Cure health care, or lose it – bit by bit
TheGlobeandMail.com – Opinions – We need to put our money into prevention, and get the sick to pay back, through their income taxes, some of what we spend on them
Published on Friday, Feb. 26, 2010. Tom Kent
We are spared American controversy about health insurance, but health care’s popularity does not mean that our medicare can continue as it is. It is not working well enough. Costs are rising too rapidly. If it is not significantly improved, it will contract. Province by province, some services will be withdrawn. Across Canada, public finance will provide a diminishing proportion of the health care people require. More will be paid for privately, by those who can afford it.
Whether contraction is prevented will depend largely on provincial politicians. It is they who should, for example, press far harder to shift most primary care from small doctors’ offices to clinics where it is delivered by teams in which nurses and other qualified personnel do more of the work.
Ottawa will not help this and other reforms by setting vague targets and again pouring in money. Fixing medicare for a generation, as was proclaimed last time, requires two fundamental changes. One is to bring consciousness of cost into the decisions of doctor and patient. The other is to undertake a national policy for good health, for promoting wellness besides treating sickness.
Medicare began because the costs of some treatments were financially ruinous for almost everyone.
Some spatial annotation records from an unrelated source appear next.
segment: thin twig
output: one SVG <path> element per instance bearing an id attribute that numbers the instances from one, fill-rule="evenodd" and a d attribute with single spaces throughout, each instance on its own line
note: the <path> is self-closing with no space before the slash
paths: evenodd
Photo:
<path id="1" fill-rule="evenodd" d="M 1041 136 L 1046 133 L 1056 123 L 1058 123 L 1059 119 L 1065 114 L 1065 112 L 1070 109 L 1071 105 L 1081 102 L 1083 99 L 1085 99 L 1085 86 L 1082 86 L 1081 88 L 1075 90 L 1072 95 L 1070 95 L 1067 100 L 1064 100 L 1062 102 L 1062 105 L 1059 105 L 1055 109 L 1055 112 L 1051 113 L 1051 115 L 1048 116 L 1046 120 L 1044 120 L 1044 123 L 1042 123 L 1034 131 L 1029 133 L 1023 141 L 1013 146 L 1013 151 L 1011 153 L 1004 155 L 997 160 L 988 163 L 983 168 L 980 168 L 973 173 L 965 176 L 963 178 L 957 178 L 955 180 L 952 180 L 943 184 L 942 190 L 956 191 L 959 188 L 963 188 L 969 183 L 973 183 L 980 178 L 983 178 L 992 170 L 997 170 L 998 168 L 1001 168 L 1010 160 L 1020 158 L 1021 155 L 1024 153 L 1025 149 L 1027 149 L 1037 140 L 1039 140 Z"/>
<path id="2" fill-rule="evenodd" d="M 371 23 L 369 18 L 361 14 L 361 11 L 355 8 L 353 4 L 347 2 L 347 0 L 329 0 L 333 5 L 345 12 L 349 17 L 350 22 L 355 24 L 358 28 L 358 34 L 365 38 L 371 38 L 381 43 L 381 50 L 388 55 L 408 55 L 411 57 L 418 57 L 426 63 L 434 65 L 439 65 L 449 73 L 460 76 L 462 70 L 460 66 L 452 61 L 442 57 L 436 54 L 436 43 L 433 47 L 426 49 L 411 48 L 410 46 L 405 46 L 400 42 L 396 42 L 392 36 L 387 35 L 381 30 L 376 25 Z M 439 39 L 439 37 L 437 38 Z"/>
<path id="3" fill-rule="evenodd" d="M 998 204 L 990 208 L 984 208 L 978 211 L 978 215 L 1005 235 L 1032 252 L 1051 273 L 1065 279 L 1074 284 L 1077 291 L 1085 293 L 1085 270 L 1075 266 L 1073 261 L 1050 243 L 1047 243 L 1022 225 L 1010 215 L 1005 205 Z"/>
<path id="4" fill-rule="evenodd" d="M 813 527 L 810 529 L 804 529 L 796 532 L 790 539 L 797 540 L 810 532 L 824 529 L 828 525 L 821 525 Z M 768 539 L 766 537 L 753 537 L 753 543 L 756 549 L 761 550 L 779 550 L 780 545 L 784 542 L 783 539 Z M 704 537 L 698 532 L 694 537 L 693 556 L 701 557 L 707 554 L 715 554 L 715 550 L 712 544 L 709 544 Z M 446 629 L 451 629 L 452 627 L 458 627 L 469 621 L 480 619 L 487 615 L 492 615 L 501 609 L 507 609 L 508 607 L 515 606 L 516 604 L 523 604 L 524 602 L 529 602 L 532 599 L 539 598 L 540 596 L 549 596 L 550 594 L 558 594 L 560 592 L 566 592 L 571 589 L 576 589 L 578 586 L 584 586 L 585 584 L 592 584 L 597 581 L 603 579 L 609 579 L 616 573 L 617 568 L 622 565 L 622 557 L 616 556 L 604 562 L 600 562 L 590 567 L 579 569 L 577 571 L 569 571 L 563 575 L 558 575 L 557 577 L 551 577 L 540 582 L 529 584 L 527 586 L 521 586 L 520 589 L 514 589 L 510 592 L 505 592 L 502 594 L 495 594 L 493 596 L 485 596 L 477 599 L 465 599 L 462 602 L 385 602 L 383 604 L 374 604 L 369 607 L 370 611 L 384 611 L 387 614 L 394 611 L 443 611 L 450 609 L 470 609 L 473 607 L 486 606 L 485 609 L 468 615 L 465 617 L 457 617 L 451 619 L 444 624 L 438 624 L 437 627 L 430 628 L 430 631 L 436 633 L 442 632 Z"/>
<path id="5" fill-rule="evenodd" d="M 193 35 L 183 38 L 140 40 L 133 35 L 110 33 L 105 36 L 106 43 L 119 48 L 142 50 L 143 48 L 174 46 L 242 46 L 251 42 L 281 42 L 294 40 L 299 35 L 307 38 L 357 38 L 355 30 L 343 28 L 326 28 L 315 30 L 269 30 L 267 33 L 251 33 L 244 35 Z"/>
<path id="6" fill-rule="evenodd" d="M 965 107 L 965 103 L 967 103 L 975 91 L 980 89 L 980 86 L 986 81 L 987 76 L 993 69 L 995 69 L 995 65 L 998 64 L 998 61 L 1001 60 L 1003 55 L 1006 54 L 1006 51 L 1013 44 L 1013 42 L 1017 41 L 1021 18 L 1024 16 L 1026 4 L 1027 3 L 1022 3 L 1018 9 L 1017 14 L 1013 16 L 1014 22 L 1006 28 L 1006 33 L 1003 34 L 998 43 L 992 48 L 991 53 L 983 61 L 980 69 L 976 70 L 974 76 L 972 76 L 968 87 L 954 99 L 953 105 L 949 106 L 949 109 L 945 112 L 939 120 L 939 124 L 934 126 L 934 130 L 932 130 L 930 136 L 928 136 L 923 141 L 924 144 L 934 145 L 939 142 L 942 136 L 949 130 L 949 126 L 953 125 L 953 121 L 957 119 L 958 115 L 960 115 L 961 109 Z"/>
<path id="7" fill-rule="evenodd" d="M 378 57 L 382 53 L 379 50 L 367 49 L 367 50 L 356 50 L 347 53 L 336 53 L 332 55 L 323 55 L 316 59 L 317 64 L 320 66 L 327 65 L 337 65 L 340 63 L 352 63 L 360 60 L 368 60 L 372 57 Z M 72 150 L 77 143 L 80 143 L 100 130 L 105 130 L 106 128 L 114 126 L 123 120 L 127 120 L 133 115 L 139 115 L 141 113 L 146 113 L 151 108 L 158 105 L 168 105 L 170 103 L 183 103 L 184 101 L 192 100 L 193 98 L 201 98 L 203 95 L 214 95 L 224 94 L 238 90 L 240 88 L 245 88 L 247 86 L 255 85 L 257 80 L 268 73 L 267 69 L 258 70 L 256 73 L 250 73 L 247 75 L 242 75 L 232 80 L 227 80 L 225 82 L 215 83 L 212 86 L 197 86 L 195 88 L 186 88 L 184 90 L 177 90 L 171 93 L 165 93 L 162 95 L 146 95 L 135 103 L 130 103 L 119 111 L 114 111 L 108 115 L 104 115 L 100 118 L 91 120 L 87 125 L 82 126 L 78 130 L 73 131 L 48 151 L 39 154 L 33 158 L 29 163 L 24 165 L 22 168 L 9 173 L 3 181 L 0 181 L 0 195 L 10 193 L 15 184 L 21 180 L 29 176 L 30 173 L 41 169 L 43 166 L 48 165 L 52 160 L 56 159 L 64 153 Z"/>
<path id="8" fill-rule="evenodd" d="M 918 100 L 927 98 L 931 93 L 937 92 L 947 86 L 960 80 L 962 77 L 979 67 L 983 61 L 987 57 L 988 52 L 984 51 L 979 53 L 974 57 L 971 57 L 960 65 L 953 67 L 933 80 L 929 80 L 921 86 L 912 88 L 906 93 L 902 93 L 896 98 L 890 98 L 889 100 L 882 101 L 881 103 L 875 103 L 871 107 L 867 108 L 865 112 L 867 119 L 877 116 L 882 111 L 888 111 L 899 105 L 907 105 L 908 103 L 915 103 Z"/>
The need has intensified as advancing medical science develops more sophisticated treatments for ever more of our ills. Doctors want to cure, people want to be cured. For governments, medicare has become a financial treadmill on which they must run faster and faster to avoid blame for sicknesses uncured.
What is crowded out is the prevention of sickness. It is not only better than curing. It is cheaper, eventually. But it takes time. Immediately, it means additional costs on top of treating those who are already sick. Under pressure, it is put off to tomorrow, and tomorrow.
The impending consequence was underlined by Tommy Douglas years ago. If we concentrate on patching people up when they are sick, he warned, the costs will rise so much that people will rebel against the tax burden.
Many measures to promote health – ending child poverty, most notably – are federal business. And while health care itself is provincial, a new Canadian direction will again come only with federal leadership, insistent leadership. The existing funding arrangement has four more years to run. But the emphasis of medical practice cannot be quickly shifted. Now is none too early to make it plain that future federal funding will be provided only to provincial programs directed as firmly to preventing sickness, as to treating it.
That means making medicare more comprehensive, for children first. For them, it means adding regular checkups, pharmacare, eye and dental treatments, nutritional supplements. The details will require careful consideration and negotiation. The benefits will take time to mature, and meantime costs will be higher. The realignment cannot be responsibly urged without some offsetting economies.
A free service cannot be free from misuse. Doctors, harried by some people with trivial complaints or none, consulted too little and too late by others, have to make difficult decisions with little reason why they or their patients should weigh the costs.
The commonly suggested remedy is user fees. At rates sufficient to be effective, they would destroy the purpose of medicare. There is an equitable alternative, suggested by some of us when thinking about health policy 50 years ago. Then tax recovery of social benefits was an unconventional idea, but people have since become accustomed to it, notably in the case of Old Age Security.
It would now be practicable to report the total cost of the public-health services received by an individual or family during the year. But, unlike other T4 forms, only a small part of the money, up to a maximum of 10 per cent of other income, would count as taxable.
For example, someone with $50,000 income otherwise, who got medicare benefits costing $2,000, would next year pay back (at the present 15 per cent rate) $300 of it. If serious illness resulted in costs of $5,000 or more, the payback would be, at most, $750. For high-income people, the proportionate recovery would be somewhat greater of course; at the other extreme, people with too little money to be taxable would not be affected.
Many people now incur drug and other costs they cannot afford and, worse, suffer sickness that could have been prevented. The medicare of 40 years ago was a massive advance, but its intended effectiveness and fairness will not be sustained unless we do much more for the health of Canadians – and we will not find the money for that unless we also make significant economies. The two measures proposed here are twin reforms dependent on each other.
Tom Kent served as principal assistant to prime minister Lester Pearson.